Saya tahu hasyim ks itu sosok kerinduan. Sepanjang hari kemarin saya menerima empat panggilan telepon dan lima sapaan di whatsapp sehari setelah tuilisan “mesin tik hasyim” up. .
Semuaya wa..wa..wa.. Bercerita tentang lelaki kurus berambut keriting yang tingkahnya ya.. ampun itu. Mereka semua mengungkit memori pertemanan sembari tertawa ngakak tentang magnet lelaki itu.
Hasyim memang magnet di komunitas pertemanan. Magnet yang berasal dari ulah polahnya penuh kejutan. Ulah polah yabg menyeret teman-temannya tertawa bahak sampai terpingkal-pingkal. Hingga ada yang kuyup katoknya..
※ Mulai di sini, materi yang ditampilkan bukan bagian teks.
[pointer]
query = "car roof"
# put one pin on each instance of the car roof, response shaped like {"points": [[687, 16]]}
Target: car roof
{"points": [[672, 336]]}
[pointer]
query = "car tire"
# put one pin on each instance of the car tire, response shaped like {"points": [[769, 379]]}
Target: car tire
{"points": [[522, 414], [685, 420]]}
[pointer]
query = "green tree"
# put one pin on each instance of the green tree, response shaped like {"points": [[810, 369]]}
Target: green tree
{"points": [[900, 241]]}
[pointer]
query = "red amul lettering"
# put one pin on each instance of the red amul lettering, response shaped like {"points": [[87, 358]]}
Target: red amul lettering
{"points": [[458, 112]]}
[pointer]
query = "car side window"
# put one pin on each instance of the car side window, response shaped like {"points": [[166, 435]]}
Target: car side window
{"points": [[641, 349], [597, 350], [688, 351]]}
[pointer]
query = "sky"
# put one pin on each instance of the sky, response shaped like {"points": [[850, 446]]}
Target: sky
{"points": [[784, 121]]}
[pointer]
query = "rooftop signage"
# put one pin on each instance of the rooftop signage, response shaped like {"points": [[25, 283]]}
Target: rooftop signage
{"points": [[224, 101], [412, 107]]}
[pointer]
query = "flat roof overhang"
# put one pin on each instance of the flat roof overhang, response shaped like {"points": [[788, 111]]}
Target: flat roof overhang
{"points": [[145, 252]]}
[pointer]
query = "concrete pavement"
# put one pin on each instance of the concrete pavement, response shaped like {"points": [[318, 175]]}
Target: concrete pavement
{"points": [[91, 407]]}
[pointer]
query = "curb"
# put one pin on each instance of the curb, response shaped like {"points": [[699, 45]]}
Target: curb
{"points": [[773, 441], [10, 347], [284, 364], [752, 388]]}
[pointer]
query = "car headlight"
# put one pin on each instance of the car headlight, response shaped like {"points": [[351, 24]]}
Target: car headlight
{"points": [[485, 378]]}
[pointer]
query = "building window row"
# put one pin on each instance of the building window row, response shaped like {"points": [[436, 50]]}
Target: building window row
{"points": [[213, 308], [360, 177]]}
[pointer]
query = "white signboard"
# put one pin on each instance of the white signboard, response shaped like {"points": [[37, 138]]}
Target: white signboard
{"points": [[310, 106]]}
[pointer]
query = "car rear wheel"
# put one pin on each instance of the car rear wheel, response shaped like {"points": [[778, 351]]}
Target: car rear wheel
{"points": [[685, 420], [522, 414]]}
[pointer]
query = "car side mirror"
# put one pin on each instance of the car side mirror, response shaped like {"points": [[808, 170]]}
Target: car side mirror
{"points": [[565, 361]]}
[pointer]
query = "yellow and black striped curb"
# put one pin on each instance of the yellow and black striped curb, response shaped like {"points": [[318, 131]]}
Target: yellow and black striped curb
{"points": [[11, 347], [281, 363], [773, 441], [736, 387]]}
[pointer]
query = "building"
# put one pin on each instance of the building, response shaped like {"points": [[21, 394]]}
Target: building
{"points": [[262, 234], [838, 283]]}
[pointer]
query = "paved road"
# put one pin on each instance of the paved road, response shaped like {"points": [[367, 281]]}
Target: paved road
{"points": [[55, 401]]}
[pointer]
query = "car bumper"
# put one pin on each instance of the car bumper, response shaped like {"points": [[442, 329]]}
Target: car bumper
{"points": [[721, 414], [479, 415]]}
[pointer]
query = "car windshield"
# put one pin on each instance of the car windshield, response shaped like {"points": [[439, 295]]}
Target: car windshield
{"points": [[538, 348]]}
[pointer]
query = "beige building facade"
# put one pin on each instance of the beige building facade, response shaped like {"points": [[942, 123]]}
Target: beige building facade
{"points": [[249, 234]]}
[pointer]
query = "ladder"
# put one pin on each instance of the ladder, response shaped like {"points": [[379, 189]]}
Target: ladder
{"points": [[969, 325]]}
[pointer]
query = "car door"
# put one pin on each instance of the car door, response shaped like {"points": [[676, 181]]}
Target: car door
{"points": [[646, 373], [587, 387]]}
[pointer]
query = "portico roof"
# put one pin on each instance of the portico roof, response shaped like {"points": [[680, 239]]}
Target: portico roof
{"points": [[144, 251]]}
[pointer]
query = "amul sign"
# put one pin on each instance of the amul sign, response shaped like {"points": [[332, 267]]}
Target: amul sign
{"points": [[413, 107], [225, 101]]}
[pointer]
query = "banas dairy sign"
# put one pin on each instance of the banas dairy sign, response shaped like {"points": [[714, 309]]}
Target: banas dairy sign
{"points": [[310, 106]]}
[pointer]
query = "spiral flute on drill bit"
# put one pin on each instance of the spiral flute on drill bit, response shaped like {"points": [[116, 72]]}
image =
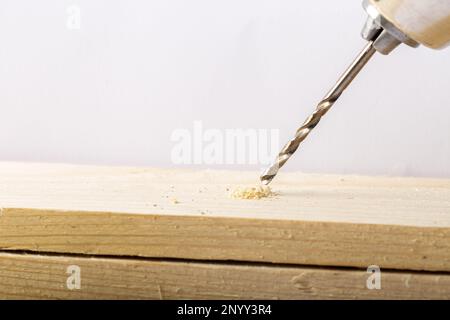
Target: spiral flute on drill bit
{"points": [[327, 102]]}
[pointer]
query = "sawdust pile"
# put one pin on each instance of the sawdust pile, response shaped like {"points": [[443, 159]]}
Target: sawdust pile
{"points": [[252, 193]]}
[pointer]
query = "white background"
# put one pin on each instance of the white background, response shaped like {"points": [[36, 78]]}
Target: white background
{"points": [[114, 91]]}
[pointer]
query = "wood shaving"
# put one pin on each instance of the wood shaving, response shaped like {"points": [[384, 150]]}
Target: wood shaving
{"points": [[252, 193]]}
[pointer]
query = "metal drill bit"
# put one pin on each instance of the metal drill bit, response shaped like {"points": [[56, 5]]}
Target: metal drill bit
{"points": [[322, 108]]}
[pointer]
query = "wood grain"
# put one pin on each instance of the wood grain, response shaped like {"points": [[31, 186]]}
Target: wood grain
{"points": [[44, 277], [350, 221]]}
Atau pun di waktu lainnya ia bisa bikin hanyut perkawanannya jadi sentimentil.
Hasyim sering saya katakan seorang sutradara kawakan. Ya… yang dulunya sekali ia memang sutradara paruh waktu tanpa mengandalkan script dan skenario. Penuh kejutan…
Dari sembilan teman yang ber-wa..wa.. di sepanjang hari kemerin itu salah satunya bernama arminsyah. Ia sekarang tinggal di medan, Jalan krakatau ujung. Udah manula. Di awal tujuh puluhan. Umur tetirah.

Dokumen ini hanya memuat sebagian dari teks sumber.